Folha de S. Paulo


Em novo trabalho, Romulo Fróes busca 'beleza onde não há'

Na noite de uma quarta-feira chuvosa, o cantor e compositor Romulo Fróes reuniu sua turma para apresentar, em clima de ensaio aberto, na pequenina Casa de Francisca, em São Paulo, suas mais recentes canções, fruto de parcerias com o artista Nuno Ramos, entre outros.

Na plateia, estavam presentes o "pós-sambista" Rodrigo Campos, o rapper Criolo e a cantora Juçara Marçal, que, com voz potente, vem se afirmando na cena independente —ela acaba de disponibilizar um trabalho, "Encarnado", para download gratuito em seu site.
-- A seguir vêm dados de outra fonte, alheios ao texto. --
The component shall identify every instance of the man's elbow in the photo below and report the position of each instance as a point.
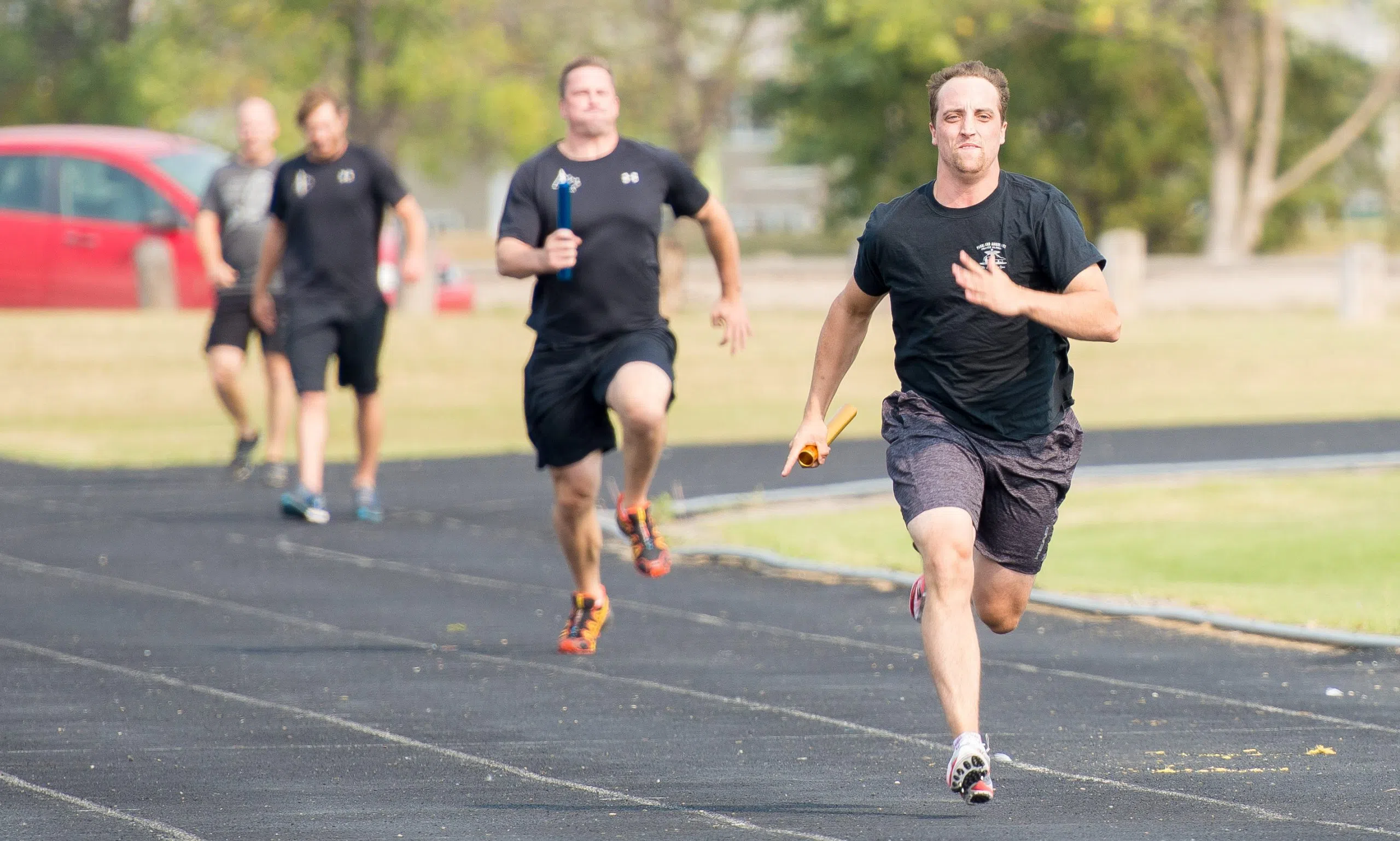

Acompanhado por um baixo acústico e uma guitarra (ficou faltando o saxofone, a cargo de Thiago França, do Metá Metá), Fróes subiu ao palco para apresentar as 17 canções de "Barulho Feio", quinto CD de sua carreira, a ser lançado neste ano.

Por que "Barulho Feio"? "Minha única certeza é com relação ao título que escolhi. Porque se trata de buscar a beleza onde não há, criar algo belo com elementos que a priori não o são", diz Fróes.

Isso se traduz em canções envoltas em atmosfera enigmática, com elementos distorcidos, criando uma sensação de caos —como a guitarra que se sobrepõe à voz ou um baixo que faz a música ir para trás. É, de certa forma, a evolução do experimentalismo que se desenha desde seus trabalhos anteriores.

Raquel Cunha/Folhapress
O cantor e compositor Romulo Fróes
O cantor e compositor Romulo Fróes

Mas nunca Fróes chegou tão longe ao experimentar. É a transgressão da canção clássica que está em pauta, mas sem abrir mão dos fundamentos. Por mais que apareça picotada ou desconstruída, a forma persiste, e a voz e o violão de Fróes são o eixo.

"Barulho Feio" é também uma canção em parceria com Nuno Ramos. Fróes foi seu assistente por 16 anos, inclusive durante a polêmica dos urubus na Bienal de 2010.

Cercados por uma rede, três urubus faziam parte da obra "Bandeira Branca", de Ramos. Após protestos, o Ibama revogou a autorização que havia concedido e a obra foi desmontada. A música trata do episódio: "Ninguém cantará, ninguém sambará, ninguém pintará, ninguém vai se lembrar de mim".

A música de Fróes sempre dialogou com a arte, seja pela sonoridade, seja pela narrativa das composições, sobre temas que aparentemente não tratam de um assunto específico, com imagens fortes. O artista plástico Clima é outro parceiro nas letras.

O músico também pretende lançar uma releitura de músicas de Nelson Cavaquinho até 2015. Embora seja um dos expoentes de uma geração que revirou a MPB, rejeita rótulos: "É difícil falar em nova geração, quando já estou fazendo 43 anos", diz.

Para ele, o denominador comum entre sua música e, digamos, a de Mallu Magalhães, Cidadão Instigado, Tulipa Ruiz ou Curumin é a falência da indústria musical.

"Somos de uma geração que precisou encontrar meios para produzir, divulgar e construir carreira. A internet é nossa igreja e a diversidade, nossa praia. Agora, falar de MPB e tentar colocar todos debaixo de um guarda-chuva a esta altura é bizarro".

A apresentação terminou sob aplausos calorosos. Em fase final de gestação, "Barulho Feio" já mostra consistência única. Ninguém sai do show como entrou.